Certains clients viennent pour lui demander le portrait d’un proche, parce qu’ils n’en possèdent pas de photographie. Kulkarni demande alors simplement les dates de naissance. Parfois c’est le contraire : on lui fournit un portrait. A lui d’établir la date de naissance exacte de la personne… C’est «scientifique», explique-t-il. La forme que les êtres et les roches avaient avant d’être érodés ou dissous par le temps n’est pas le résultat du hasard. Notre visage est en effet l’émanation directe du crâne qui le sous-tend. Or le crâne, lui-même et la façon dont la chair le recouvre résulte directement du jeu des astres sur nos morphologies. Tout vient de ces interactions qui renvoient, in fine, au mouvement des planètes, suivant le jeu subtil de ce qu’Emmanuel Grimaud nomme «les affinités».
«Pourquoi votre nez est-il plus décalé vers la gauche ? Pourquoi vos oreilles sont-elles plus longues que les miennes ? […] Si vous venez me voir, je décèle tout ce qui vous échappe et que vous ne voyez plus, car personne ne peut se voir tel qu’il est, même dans un miroir. Il ne rencontre que son image inversée».
Il existe un rapport d’affinité indéniable entre notre crâne et notre visage. Allant plus loin dans l’analyse, le Pandit établit le rapport d’affinité qui unit nos os aux planètes, dont l’union amoureuse modèle non seulement nos traits mais notre psychisme lui-même, dit-il. Les humains tout comme les paysages montagneux subissent chaque année l’érosion, celle du vent, de la pluie et de l’action des forces naturelles. «Vous serez vous-même un objet archéologique dans quelque temps. Vous l’êtes déjà, vous ne cessez de vous modifier.» Rien ne meurt, tout n’est que changement. De ce point de vue, «il n’y a pas moyen de séparer les hommes de minéraux». Ce sont des corps affectés par des influences invisibles, parmi lesquelles le Pandit détecte celle des objets célestes. Sa méthode, originale, mélange curieux de physiognomonie et d’astro-connexion, ouvre «des possibilités de lecture et d’action, en envisageant la personne dans un cadre interactif plus large à cheval entre le visible et l’invisible», explique Emmanuel Grimaud, dans un texte d’introduction à la fois pointu et troublant. Cette astrologie, dit-il, pense les humains (et non humains) «en devenir» et «en recherche constante d’équilibre au sein d’une configuration de forces. Pour le dire vite, les habitants de la Terre sont comparables à des accumulateurs d’énergie qui se chargent et se déchargent continuellement, en fonction de forces entrant dans leur champ de sensibilité et qui, à force de buter sur des murs invisibles, sont forcés d’adopter des chemins».

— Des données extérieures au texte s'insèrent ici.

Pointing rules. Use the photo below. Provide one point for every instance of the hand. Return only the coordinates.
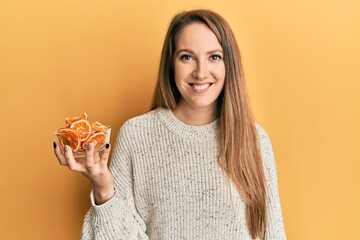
(93, 166)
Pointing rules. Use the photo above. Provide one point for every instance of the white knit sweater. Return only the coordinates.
(168, 185)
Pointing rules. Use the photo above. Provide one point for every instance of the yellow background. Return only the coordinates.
(63, 58)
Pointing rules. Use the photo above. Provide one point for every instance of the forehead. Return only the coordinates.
(197, 36)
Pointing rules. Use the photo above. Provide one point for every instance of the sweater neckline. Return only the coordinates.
(195, 133)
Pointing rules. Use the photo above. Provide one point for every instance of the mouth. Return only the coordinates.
(200, 87)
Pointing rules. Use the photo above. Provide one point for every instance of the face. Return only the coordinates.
(199, 67)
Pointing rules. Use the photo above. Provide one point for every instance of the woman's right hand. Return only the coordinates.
(93, 166)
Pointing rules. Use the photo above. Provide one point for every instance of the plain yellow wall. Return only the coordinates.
(63, 58)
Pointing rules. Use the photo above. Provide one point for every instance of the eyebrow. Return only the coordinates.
(191, 51)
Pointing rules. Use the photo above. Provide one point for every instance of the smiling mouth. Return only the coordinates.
(200, 86)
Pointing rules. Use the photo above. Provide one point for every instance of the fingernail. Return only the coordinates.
(89, 146)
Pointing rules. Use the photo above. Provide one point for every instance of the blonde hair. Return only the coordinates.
(239, 155)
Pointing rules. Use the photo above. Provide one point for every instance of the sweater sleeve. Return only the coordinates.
(117, 218)
(275, 227)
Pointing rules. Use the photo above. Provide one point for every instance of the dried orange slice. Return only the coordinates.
(69, 137)
(99, 127)
(97, 139)
(82, 127)
(69, 121)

«Voici le portrait d’une jeune fille qui dit à son compagnon : «Ne t’attache pas à moi. Suis ton propre chemin. Je vais mourir !». Très belle, venant d’une autre ville, sa beauté s’est en effet révélée fatale. Elle fut violée et assassinée. J’ai réalisé cette peinture avant l’apparition de la photographie en couleur».

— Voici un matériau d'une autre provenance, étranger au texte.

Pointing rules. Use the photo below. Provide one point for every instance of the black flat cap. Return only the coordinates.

Le Pandit affirme que ses dessins «remédient à une absence». Il décrit le cosmos comme une sorte d’imprimante qui laisse par touches, ses traces et ses empreintes. En remontant l’échelle des causes, au-delà des influences que peut avoir sur nous la façon dont nous mangeons, dont nous vivons, notre éducation, notre milieu socioculturel, il y a les astres qui englobent toutes ces influences et les dépasse. Est-on coupable de vouloir entrer en résonance avec les étoiles et les planètes ? Dans notre culture, il est bien vu de raconter ses souvenirs sur un divan pour essayer d’expliquer qui l’on est ; d’attribuer ses mouvements d’humeur aux hormones ; ou d’imputer sa baisse de libido à une carence en fer. Nous subissons en permanence une multitude d’impacts, avec des variations d’intensité diverses et qui nous affectent plus ou moins suivant la façon dont nous les appréhendons.

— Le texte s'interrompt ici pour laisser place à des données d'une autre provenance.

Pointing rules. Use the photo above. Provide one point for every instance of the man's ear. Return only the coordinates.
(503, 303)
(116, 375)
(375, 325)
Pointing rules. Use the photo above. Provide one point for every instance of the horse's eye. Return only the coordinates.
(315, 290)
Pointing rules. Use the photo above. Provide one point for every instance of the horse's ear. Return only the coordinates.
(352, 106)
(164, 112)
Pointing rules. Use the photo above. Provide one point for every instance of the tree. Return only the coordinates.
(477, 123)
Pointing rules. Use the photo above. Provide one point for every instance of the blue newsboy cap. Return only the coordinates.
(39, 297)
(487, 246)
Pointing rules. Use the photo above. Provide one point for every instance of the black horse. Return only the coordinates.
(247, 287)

Nous sommes un champ de bataille pour les «emprises», dit Emmanuel Grimaud, définissant l’humain comme espace traversé par le désir, situé au centre d’un «champ de force composé, pour les plus éloignés, par les divinités et les planètes et, pour les plus proches, par d’autres personnes ou d’autres corps» mus par l’attraction ou la répulsion. Cherchant à identifier qui nous sommes, nous ne cessons de le trouver non pas dedans mais dehors. C’est comme si notre cerveau n’était qu’un fantôme. Comme si notre Moi était fait de choses venues de très loin dans le temps et l’espace. A la fois «vestiges» et «vertiges»…
A LIRE : L’Etrange encyclopédie du docteur K., d’Emmanuel Grimaud. Publié par la société d’ethnologie de l’Université de Paris OUest Nanterre.
EXPOSITION : Morpho-astrologie. Les œuvres du Pandit étaient exposées ce week-end à la Salle Saint Bruno, à Paris. Hélas, l’exposition a duré… trois jours.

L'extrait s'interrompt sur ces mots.